Mamadou Sarr still recalls the days when Senegalese fishermen in Dakar could paddle just one kilometer offshore and return with full nets of sardines and cuttlefish—a tradition sustained for generations. Today, those same fishermen risk their lives traveling nearly 100 kilometers into the Atlantic, chasing dwindling stocks amid industrial overfishing and climate change. “The resource is depleting,” says Sarr, president of the Platform of Artisanal Fishing Stakeholders in Senegal, representing over 50 coastal communities. “With the scarcity, the fishermen who aren’t very aware become poor.” His words echo across the Global South, where illegal fishing drains $50 billion from the global economy each year, threatening food security and livelihoods.

But a turning point emerged in Mombasa, Kenya, where sixteen nations—from Peru to Papua New Guinea, Somalia to South Korea—signed the Mombasa Declaration at the Our Ocean Conference. This landmark agreement pledges a new era of transparency in global fisheries, targeting the shadowy networks that enable illegal, unreported, and unregulated (IUU) fishing. For too long, enforcement has been like “chasing ghosts,” says Amélie Giardini, global lead for fisheries transparency at the Environmental Justice Foundation. “If we do not know who is fishing, what, where, when and how, we will never be able to tackle illegal fishing.”

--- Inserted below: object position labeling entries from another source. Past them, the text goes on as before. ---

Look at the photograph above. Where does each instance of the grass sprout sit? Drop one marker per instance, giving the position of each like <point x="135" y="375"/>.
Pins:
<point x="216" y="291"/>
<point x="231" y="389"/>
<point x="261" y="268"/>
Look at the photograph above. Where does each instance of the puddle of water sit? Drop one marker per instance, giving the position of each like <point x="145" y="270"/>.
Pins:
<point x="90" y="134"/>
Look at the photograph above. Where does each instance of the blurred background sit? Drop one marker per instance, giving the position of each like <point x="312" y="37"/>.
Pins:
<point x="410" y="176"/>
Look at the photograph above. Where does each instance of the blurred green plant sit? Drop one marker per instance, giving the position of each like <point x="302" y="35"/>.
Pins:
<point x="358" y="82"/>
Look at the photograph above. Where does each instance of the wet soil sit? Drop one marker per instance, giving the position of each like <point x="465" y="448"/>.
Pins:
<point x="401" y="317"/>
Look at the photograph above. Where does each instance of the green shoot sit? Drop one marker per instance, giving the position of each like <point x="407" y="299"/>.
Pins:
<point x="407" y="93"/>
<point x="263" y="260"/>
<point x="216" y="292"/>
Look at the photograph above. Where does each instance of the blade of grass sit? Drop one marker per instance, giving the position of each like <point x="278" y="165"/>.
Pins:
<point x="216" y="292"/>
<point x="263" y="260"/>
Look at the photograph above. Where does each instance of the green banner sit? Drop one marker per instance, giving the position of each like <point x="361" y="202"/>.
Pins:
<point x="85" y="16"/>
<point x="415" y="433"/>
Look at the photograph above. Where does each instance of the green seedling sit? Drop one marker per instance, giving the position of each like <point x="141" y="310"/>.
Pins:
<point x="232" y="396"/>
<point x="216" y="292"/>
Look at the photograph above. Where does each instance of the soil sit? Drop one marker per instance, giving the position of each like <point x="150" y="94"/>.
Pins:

The declaration commits signatories to a suite of concrete actions: establishing a digitized global vessel registry, assigning unique identifiers to small-scale fishing boats, and tracing the beneficial owners behind vessels caught fishing illegally. These measures aim to dismantle the anonymity that allows criminal fleets to operate with impunity. In West Africa alone, 37% of fish are caught illegally—robbing communities of sardinella, anchovies, and mackerel—and costing the region over $1 billion annually. For Ghana, where 60% of animal protein comes from fish and one in ten citizens works in the sector, the stakes couldn’t be higher. “Our very existence depends on fish,” said Ghanaian fisheries minister Hon. Emelia Arthur.

While Senegal ultimately withdrew from signing at the last minute, and Chile and Gabon joined only at the eleventh hour, the mere existence of the declaration marks progress in a sector long shielded from scrutiny. Unlike mining or oil, fishing has remained largely opaque, leaving a $400 billion industry vulnerable to exploitation. Yet transparency, advocates argue, is not just a tool—it’s a necessity. “In everything—every community, every regulation, every decision, every management—if there is no transparency, we go in the wrong direction,” Sarr insists.

The Mombasa Declaration doesn’t just aim to stop illegal fishing—it seeks to rebuild trust, restore fish stocks, and empower coastal communities. As the world watches, the real test begins: turning promises into patrols, data into deterrence, and light into lasting change.